Mein Kompliment übrigens an jeden, der sich das komplett durchliest und nicht den Faden verliert. Es ist eine komplizierte Materie, die ich manchmal selbst schwer zu verbalisieren finde.
Gandalf hat geschrieben:In einer freiheitlichen Gesellschaft heisst es nur: Alle sind vor dem Gesetz gleich! Und daher klingt es bedrohlich wenn es eine undemokratisch angelegte Legislative etwas mittels Gesetzestexten genau ein- (und aus-)grenzen muss, was selbstverständliches (Menschen-)Recht ist, das 'außerhalb/oberhalb der Legislative' steht (wie war das nochmal mit den Menschenrechten gemäß Verfassung der DDR?)

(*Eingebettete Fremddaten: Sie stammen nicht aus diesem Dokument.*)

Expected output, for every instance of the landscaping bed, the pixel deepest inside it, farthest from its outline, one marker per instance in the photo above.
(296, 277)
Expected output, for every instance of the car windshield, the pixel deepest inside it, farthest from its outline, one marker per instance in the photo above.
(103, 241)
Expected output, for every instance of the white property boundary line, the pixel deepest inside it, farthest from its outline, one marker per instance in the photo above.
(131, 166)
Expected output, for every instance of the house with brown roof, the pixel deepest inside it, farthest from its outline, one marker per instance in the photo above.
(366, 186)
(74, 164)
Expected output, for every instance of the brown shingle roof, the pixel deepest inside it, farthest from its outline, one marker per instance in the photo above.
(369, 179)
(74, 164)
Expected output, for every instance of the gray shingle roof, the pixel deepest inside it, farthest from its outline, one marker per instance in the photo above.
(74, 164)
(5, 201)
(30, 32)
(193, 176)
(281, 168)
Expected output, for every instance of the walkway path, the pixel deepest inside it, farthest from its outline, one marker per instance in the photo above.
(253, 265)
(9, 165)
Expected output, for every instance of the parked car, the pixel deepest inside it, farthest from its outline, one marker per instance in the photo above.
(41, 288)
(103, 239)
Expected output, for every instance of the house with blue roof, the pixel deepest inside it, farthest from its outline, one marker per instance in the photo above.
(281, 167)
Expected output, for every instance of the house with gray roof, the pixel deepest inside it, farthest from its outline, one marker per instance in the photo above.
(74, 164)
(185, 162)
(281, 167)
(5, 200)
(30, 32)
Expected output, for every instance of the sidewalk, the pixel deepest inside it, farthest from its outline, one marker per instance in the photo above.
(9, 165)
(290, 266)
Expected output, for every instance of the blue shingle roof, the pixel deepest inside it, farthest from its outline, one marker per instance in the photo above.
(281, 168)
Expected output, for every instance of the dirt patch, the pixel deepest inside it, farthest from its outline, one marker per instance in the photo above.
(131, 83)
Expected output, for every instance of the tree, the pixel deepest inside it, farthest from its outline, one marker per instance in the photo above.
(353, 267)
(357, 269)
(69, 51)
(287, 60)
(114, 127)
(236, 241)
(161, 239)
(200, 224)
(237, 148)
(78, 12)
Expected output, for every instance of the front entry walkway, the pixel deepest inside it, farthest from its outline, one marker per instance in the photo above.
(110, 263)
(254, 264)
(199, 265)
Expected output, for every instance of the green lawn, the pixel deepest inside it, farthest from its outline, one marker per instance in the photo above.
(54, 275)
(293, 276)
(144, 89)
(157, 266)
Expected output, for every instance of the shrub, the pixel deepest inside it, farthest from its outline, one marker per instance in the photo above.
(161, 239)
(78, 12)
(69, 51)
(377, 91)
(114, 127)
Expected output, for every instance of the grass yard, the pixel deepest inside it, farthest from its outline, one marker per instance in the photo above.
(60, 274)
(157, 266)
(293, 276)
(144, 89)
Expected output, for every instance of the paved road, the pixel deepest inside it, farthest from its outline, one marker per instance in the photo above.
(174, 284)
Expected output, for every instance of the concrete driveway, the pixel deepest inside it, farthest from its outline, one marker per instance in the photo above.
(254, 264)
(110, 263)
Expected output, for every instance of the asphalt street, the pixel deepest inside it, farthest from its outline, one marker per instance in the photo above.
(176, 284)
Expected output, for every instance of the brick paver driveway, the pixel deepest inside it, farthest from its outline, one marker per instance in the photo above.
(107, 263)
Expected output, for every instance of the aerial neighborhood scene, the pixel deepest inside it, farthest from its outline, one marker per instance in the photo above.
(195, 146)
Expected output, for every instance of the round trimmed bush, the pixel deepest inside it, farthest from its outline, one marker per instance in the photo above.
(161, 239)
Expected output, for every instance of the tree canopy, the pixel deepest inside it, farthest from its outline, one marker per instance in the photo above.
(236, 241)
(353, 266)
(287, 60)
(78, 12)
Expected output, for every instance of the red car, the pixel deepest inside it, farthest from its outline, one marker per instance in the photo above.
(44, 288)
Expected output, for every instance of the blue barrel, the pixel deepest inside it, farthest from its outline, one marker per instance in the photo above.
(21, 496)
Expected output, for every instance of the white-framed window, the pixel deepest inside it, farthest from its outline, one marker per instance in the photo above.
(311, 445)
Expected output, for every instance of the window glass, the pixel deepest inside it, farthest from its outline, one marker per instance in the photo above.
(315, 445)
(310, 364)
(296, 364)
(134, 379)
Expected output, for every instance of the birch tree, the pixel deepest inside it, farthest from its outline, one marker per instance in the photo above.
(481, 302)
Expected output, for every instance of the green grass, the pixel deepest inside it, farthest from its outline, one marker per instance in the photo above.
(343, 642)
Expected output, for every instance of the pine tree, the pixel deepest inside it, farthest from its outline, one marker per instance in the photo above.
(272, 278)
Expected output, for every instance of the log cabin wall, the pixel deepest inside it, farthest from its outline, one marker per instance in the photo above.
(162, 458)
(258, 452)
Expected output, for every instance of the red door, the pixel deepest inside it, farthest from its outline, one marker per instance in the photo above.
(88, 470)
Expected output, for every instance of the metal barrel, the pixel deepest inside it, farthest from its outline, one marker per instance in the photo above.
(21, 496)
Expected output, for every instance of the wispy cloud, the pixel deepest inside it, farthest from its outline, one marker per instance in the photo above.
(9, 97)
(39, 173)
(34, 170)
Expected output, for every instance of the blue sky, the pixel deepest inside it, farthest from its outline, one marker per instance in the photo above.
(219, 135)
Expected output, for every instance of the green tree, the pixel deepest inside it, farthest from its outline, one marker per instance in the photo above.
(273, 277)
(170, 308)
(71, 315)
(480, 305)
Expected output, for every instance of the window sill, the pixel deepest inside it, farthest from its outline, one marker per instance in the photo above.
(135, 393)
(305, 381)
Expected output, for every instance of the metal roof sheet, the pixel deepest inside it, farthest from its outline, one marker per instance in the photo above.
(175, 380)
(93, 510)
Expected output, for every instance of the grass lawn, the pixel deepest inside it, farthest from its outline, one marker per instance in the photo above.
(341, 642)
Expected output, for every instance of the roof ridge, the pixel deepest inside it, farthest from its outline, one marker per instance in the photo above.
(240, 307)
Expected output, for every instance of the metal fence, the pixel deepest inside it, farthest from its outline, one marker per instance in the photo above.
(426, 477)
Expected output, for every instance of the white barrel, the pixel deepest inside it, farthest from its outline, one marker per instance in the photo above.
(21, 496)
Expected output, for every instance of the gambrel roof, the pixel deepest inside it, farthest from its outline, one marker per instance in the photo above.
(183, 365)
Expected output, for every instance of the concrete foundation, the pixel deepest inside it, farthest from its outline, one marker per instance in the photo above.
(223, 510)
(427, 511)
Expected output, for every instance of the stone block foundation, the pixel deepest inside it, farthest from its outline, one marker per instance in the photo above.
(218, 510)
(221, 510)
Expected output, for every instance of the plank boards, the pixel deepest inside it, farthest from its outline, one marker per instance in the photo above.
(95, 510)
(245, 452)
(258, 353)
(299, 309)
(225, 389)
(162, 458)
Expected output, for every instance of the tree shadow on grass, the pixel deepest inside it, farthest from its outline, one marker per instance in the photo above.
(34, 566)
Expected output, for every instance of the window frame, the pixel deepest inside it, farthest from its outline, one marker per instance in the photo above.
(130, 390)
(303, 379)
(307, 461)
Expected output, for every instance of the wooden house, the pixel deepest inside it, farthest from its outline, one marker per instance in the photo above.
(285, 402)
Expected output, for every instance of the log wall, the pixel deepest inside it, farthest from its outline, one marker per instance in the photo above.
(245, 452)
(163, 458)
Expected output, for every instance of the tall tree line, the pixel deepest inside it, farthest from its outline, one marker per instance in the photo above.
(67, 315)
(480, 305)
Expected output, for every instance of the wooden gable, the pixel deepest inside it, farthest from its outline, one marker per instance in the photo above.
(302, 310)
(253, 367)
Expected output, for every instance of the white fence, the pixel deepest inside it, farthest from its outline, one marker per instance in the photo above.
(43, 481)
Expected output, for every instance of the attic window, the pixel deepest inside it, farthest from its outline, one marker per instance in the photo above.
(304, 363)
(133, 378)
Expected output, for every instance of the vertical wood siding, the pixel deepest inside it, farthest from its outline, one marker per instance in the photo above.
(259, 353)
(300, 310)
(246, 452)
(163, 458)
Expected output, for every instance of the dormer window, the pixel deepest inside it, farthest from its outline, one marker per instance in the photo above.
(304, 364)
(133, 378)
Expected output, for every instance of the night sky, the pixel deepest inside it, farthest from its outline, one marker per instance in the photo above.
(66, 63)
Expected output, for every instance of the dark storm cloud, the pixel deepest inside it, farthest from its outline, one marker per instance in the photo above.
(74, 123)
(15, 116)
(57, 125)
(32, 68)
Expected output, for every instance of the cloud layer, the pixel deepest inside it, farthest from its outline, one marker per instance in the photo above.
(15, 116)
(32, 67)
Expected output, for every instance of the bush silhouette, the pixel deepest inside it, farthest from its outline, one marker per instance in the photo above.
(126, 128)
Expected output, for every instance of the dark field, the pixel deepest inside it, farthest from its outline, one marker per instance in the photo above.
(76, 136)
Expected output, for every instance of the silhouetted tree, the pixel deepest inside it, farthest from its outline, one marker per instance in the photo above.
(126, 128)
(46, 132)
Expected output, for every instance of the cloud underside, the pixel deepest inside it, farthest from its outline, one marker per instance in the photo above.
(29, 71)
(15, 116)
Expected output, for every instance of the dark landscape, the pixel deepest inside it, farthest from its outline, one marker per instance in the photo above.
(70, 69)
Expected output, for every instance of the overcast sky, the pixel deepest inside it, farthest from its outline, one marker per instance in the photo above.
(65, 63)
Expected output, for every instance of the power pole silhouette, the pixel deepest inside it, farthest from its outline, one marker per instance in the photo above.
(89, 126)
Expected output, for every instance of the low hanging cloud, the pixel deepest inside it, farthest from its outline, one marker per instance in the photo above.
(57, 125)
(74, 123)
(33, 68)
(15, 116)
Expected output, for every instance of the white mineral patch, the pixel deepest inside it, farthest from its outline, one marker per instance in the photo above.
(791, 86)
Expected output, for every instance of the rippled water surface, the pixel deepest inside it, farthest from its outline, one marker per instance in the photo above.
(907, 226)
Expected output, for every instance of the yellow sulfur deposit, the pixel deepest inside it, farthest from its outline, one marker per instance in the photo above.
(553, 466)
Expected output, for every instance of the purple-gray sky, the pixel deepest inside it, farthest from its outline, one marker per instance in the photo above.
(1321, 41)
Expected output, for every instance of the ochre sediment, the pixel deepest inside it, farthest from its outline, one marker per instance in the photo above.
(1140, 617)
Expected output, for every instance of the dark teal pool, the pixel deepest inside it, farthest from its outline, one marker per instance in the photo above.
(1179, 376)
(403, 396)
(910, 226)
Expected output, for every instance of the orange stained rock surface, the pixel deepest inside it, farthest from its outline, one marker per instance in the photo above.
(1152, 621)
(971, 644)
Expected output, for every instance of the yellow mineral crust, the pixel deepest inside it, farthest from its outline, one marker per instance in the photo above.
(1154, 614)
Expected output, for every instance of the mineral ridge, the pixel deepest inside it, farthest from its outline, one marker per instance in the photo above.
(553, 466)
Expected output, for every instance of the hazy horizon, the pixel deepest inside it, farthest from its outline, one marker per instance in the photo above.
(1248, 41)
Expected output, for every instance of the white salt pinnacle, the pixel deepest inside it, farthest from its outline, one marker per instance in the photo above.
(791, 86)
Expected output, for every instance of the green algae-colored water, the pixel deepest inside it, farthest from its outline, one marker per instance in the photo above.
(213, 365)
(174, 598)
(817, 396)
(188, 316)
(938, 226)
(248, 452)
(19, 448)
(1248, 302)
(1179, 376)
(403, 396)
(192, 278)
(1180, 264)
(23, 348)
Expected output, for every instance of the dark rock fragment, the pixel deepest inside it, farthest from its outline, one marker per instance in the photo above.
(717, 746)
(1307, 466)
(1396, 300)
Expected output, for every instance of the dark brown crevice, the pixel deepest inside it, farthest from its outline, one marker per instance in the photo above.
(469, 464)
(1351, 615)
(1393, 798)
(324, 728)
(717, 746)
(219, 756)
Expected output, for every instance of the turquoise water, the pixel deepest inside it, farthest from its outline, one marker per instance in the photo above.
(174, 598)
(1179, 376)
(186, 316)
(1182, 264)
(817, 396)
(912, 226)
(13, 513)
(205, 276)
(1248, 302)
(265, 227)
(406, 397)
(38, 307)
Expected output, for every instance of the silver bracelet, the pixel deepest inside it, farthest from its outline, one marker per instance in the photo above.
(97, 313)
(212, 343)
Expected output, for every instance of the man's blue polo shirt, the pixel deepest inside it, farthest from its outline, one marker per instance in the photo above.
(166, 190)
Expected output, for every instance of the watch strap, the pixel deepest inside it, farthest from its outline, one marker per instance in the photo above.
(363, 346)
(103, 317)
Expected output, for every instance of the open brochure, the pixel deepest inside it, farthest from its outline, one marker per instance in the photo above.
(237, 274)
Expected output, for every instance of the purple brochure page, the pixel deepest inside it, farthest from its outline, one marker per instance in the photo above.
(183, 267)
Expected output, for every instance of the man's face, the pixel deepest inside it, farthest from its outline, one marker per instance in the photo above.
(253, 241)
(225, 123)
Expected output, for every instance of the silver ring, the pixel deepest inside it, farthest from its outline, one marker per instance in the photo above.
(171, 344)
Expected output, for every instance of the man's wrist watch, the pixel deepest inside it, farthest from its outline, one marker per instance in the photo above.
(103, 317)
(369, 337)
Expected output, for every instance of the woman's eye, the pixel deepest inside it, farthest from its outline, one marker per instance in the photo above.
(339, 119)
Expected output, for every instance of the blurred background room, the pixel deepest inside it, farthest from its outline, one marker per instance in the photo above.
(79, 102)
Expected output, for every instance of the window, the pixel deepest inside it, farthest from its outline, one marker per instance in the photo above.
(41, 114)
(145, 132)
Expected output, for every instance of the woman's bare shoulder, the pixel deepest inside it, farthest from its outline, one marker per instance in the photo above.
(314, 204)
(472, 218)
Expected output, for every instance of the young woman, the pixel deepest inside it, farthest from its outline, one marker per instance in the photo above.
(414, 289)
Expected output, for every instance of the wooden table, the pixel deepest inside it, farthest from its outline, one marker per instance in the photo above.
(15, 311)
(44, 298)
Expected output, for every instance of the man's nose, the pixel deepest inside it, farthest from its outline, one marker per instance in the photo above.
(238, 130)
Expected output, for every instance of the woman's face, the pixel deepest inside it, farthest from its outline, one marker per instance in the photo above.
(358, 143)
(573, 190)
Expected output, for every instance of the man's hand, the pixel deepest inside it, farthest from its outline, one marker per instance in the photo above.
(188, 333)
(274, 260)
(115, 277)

Du argumentierst im Grunde wie ein Befreiungstheologe: Sobald man das Ungerechte zerstört hat, stellt sich automatisch das Gute ein - das ist die Grundannahme, die deiner libertären Utopie zugrunde liegt. Ich kann dazu nur sagen - und du kannst selbst entscheiden, ob du damit etwas anfangen kannst -, dass das eine Sichtweise ist, die in ihrer Unbestimmtkeit keine praktische Anwendungsfähigkeit besitzt und die den Fragen nach a) ihrer eigenen Anwendbarkeit und b) der Garantie der eigenen Voraussetzungen ausweicht (sprich: wenn Freiheit einerseits bedeutet, den Menschen möglichst wenig zu beeinflussen (etwa durch normative Regeln), und gleichzeitig aber auch bedeutet, normative Regeln
von sich aus einzuhalten (Verträge, Achtung der Rechte des Anderen), wie bekommt man dann die Leute zu einer freiheitlichen Gesinnung, wenn man sie nicht auffordern darf, freiheitlich zu sein? - also: kann der Libertarismus hier seine eigenen Voraussetzungen schaffen oder vampirisiert er hier die Bildungs- und "Propaganda"einrichtungen der, nennen wir sie mal, "Gesellschaften mit organisierter Freiheit").
Auch auf die Gefahr, in weiten Teilen miss- oder gar nicht verstanden zu werden, hole ich mal weiter aus. Ich gebe zu, die entscheidende Rolle, die Identitätskonstruktion in unseren politischen Debatten spielt, ist auch dem interessierten Laien möglicherweise nicht so wahnsinnig schnell/leicht zugänglich:
Jede Gesellschaft braucht (d.h. strebt nach) einer Verortung in der Welt, sprich, nach Identität. Identität macht sich maßgeblich an dem fest, was man
nicht ist. Das kannst du an dir selbst beobachten, du bist ja auch den ganzen Tag damit beschäftigt, die EU und den Staat als "das Andere" zu konstruieren, weil du eine Spiegelfläche für deine Identität als Libertärer brauchst. Bei den Brights ist es die Dauerbeschäftigung mit Religion, die als identitätsstiftendes Merkmal ritualisiert wiedergekäut wird. Es muss dabei nicht um konkrete andere Menschen(gruppen) gehen, aber es muss bestimmt sein, wer wir sind und wer wir
nicht sind.
Freiheit z.B. ist als Begriff in der Diskurstheorie ein sog. "leerer Signifikant"*, ein Begriff, der nicht positiv definiert werden kann (eigentlich gilt das für alle Begriffe, aber ich vereinfache jetzt mal stark, um mir nicht die Finger wund schreiben zu müssen). Das heißt, "Freiheit" wird in Abgrenzung zu "Unfreiheit" definiert. Das kannst du auch an dir selbst beobachten, wenn du einfach mal zählst, wie oft du Freiheit in Zusammenhang mit Knechtschaft, Raub, Bevormundung etc. nennst.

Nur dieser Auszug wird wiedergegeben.